StatusPage will automatically post the scheduled maintenance to the page and send notifications at the start of the maintenance window.

Exceeding Window

Note that StatusPage will auto-close the incident once the window has ran its defined duration.

If maintenance is not going to plan and you need to exceed the window, login to the StatusPage Manager and:

  • Under Incidents click on the open maintenance incident
  • Select the Schedule & Automation tab
  • Uncheck Set status to completed under At the end of time for this maintenance
  • Click Update

Remember that you will need to manually close the incident once maintenance is complete.

End

Once work is complete and service has been fully restored you can close the maintenance incident before the end of the window. This is always recommended to ensure the public knows they can resume using Login.gov.

Login to the StatusPage Manager and:

  • Under Incidents click on the open maintenance incident
  • Change the status to Completed
  • In Message enter Maintenance has been completed and all systems are functioning normally.
  • Click Update to close the incident, mark services as Operational, and send notifications

Template Management

Templates should be used wherever possible for incidents and maintenance. When developing a new template reach out to Login.gov communications for help refining and streamlining messaging.
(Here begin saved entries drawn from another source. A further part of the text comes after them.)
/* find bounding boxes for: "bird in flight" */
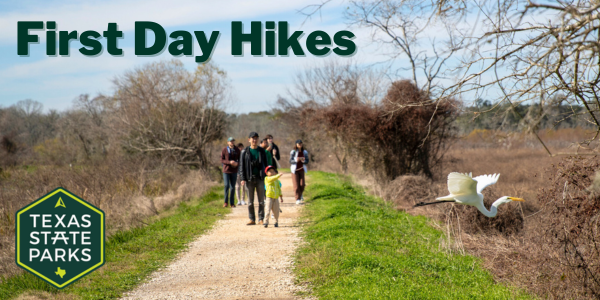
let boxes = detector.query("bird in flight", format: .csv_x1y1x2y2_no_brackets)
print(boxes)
414,172,524,217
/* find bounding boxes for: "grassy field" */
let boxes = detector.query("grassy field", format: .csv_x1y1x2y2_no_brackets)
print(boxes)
0,186,225,300
294,171,532,300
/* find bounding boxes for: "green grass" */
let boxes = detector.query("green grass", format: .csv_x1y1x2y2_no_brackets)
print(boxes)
0,186,226,300
294,171,532,300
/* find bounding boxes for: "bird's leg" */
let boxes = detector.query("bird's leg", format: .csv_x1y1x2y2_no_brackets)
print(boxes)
413,200,456,207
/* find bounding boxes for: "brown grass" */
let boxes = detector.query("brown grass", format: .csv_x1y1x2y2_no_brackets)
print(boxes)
0,156,215,280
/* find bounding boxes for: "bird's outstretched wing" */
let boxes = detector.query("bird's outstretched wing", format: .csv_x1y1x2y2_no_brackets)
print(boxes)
473,173,500,193
447,172,477,196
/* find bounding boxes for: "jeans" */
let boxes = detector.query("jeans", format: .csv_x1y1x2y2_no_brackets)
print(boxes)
223,172,237,205
246,177,265,221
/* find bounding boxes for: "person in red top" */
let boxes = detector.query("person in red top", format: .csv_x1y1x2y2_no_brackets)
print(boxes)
221,137,240,207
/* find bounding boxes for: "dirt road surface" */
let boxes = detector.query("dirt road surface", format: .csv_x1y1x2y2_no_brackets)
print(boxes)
123,173,309,300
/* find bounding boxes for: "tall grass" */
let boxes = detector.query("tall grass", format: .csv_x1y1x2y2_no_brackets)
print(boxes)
0,157,214,281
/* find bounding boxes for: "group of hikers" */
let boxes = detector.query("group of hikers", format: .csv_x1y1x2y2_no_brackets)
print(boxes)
220,132,309,228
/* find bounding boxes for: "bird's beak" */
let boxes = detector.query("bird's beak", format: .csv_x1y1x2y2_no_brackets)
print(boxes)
508,197,525,202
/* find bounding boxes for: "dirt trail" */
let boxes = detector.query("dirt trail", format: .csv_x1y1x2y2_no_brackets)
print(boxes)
123,173,308,300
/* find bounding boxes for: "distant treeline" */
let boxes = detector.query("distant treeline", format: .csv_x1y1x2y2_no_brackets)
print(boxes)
1,98,594,167
455,99,594,135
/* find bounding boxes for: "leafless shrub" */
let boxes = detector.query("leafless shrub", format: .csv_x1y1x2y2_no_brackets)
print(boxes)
535,156,600,298
304,80,457,181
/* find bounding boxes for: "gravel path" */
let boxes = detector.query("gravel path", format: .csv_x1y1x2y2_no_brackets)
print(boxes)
123,173,310,300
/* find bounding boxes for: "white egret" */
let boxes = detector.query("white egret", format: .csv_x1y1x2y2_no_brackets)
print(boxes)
414,172,524,217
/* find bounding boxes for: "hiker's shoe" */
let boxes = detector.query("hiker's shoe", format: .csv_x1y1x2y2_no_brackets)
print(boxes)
231,204,236,208
258,220,263,225
247,220,256,225
296,200,300,205
223,203,228,208
264,223,268,228
274,223,278,228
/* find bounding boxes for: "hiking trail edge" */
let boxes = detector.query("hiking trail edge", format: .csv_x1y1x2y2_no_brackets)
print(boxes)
123,173,311,300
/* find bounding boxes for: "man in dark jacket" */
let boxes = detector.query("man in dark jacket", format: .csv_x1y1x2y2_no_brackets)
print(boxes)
221,137,240,208
239,132,268,225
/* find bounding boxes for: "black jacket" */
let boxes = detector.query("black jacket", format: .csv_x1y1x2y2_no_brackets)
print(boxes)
269,143,281,161
238,146,268,182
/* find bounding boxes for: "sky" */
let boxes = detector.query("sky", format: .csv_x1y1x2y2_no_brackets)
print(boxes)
0,0,391,114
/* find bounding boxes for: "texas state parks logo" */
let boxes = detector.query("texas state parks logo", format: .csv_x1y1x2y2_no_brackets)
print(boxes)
15,187,105,289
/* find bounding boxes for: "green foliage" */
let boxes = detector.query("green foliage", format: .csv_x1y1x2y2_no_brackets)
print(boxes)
295,171,532,299
0,187,226,300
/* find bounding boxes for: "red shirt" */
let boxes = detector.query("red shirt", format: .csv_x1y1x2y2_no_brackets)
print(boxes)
221,146,240,174
296,150,304,170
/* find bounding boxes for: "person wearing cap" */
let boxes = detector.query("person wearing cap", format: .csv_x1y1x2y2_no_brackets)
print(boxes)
290,139,309,204
221,137,240,208
238,132,269,225
263,166,283,228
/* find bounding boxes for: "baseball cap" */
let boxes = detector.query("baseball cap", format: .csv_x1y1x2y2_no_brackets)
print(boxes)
295,139,303,144
227,137,235,142
265,165,275,173
248,132,259,138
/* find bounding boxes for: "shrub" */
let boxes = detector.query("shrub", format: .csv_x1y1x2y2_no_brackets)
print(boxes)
536,156,600,298
304,80,457,181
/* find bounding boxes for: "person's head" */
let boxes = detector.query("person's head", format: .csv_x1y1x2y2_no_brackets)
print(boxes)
260,138,269,148
248,132,259,147
294,139,304,151
265,166,277,176
266,134,274,143
227,137,235,148
237,143,244,150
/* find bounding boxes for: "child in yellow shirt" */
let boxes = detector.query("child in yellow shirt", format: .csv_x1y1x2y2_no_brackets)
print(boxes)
264,166,283,228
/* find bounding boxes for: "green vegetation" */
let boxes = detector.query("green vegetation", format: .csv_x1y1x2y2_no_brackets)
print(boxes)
0,186,226,300
294,171,531,299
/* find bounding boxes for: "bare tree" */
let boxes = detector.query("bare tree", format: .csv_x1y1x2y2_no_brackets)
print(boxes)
325,0,600,152
342,0,467,97
290,61,386,173
439,0,600,149
109,60,230,168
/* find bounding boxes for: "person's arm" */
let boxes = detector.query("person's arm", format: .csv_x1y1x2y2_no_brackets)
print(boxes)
274,144,281,160
289,150,297,165
304,150,309,165
220,148,230,165
265,173,283,183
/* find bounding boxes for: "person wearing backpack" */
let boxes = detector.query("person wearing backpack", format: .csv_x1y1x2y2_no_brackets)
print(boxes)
239,132,269,225
290,139,309,204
See StatusPage - Incident template for more on templates.

Correcting Uptime Reporting

StatusPage is integrated with NewRelic to provide request, latency, and uptime information automatically. At times the NewRelic Synthetics monitor used to determine uptime of secure.login.gov and login.gov may produce a false positive alarm and mark us as down.

In the case of a false positive we can update StatusPage to reflect accurate uptime.

  • Verify that traffic levels and availability were normal during the time in question
  • Confirm your findings with platform or engineering leadership
  • Follow instructions in Changing component status outside of an incident to update the specific time frame to accurately represent availability

Always err on the side of caution with any availability publishing adjustment.